If we accept that sincere and devout beliefs provide grounds for get-out clauses and freedoms within the law, where is the line drawn and what constitutes a ‘real’ belief in religious authority. Theoretically any truly held belief could be used to justify exemption from the law without rational proof – from declaring yourself morally bound not to pay tax to being bound by your belief in an eternal law which states that you don’t need to be bothered by speed limits. These abstract beliefs hold, legally, just as much authority as religious beliefs, except they do not have churches nor clergy behind them. In theory therefore, as no religious belief can be proven and not all can be right and as well as the fact that they hold no true legal authority compared with the societal authority of human law, surely none of them can be allowed to have special dispensation?

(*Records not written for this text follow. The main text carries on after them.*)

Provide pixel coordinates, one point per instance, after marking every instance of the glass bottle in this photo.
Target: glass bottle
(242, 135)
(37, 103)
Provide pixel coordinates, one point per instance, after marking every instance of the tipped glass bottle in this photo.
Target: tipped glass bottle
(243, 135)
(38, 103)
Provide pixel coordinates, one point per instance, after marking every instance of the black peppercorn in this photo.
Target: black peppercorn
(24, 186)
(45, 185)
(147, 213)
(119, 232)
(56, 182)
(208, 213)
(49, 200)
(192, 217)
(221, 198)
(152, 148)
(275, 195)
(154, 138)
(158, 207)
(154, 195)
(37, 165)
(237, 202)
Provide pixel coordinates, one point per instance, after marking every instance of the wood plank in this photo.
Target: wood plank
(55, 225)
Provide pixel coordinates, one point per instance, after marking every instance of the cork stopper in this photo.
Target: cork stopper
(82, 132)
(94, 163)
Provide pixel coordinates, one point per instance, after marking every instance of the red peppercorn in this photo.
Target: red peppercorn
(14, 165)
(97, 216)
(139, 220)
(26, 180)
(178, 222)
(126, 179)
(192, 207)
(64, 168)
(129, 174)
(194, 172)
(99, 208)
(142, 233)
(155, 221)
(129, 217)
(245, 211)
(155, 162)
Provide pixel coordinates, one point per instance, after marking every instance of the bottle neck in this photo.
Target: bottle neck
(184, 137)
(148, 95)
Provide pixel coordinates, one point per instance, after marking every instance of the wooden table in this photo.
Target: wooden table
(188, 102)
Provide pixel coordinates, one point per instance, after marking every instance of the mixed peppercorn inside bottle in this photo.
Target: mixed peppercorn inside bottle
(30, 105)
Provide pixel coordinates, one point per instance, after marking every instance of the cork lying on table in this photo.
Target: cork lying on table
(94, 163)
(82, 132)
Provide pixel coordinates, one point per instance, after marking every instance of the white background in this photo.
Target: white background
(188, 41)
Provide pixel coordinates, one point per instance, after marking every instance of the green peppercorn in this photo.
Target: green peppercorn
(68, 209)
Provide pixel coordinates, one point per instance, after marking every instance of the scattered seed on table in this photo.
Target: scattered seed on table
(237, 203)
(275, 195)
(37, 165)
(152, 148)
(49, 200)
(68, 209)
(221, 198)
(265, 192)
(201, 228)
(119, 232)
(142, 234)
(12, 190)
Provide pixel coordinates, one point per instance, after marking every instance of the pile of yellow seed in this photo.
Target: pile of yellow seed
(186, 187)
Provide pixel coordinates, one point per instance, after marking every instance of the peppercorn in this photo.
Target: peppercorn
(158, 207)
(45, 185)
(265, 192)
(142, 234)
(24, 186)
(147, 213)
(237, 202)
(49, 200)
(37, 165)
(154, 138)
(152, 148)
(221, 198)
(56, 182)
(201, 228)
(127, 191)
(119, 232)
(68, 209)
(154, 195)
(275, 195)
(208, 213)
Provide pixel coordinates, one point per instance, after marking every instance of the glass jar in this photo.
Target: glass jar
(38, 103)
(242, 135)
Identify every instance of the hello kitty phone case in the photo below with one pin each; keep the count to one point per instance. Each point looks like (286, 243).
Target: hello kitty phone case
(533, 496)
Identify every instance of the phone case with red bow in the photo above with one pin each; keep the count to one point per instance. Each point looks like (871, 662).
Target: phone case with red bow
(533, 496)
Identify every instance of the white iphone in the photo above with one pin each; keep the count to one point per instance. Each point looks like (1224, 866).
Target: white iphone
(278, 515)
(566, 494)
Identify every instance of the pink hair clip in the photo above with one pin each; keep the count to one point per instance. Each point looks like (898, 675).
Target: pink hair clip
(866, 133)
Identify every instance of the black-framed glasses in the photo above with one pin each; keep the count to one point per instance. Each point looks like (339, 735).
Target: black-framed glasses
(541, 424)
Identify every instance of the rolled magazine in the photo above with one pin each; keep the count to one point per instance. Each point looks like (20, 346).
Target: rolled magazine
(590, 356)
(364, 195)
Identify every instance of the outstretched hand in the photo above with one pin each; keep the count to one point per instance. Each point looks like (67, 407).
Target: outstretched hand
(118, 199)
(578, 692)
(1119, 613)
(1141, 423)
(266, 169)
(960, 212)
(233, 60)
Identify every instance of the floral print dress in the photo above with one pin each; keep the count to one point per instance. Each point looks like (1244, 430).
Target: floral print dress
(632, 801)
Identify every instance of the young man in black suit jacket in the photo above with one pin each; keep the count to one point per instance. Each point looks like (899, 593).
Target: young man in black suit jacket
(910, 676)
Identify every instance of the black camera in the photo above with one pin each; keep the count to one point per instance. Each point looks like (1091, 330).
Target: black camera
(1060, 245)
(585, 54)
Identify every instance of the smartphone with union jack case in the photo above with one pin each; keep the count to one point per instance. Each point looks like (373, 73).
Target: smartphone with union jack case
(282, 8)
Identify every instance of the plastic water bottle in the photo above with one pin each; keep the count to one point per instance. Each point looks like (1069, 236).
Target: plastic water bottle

In summary, what I have proposed is this: in theory religious freedom is incompatible with the law of states because to accept that multiple religions can have dispensation from the law is to:

  1. Accept that there is an authority higher than that of human justice which has the ability to circumvent laws despite having no rational nor provable source of its authority
  2. Accept that multiple versions of the Eternal Law exist (through granting religious freedoms to multiple religious groups) despite this being logically impossible
  3. Accept that any devout and sincere belief should hold exemption from the law, even if it has no legal nor rational authority supporting it

Again, I will say that this is theoretical and that in reality religious freedom clauses do allow for useful and practical ways in which religious believers can exercise their faith, but surely, in theory, isn’t there still something not quite right?

Thank you for reading this week’s blog! I haven’t been too well in the last few days, so this may be slightly less organised than usual but I still hope it has provided food for thought all the same!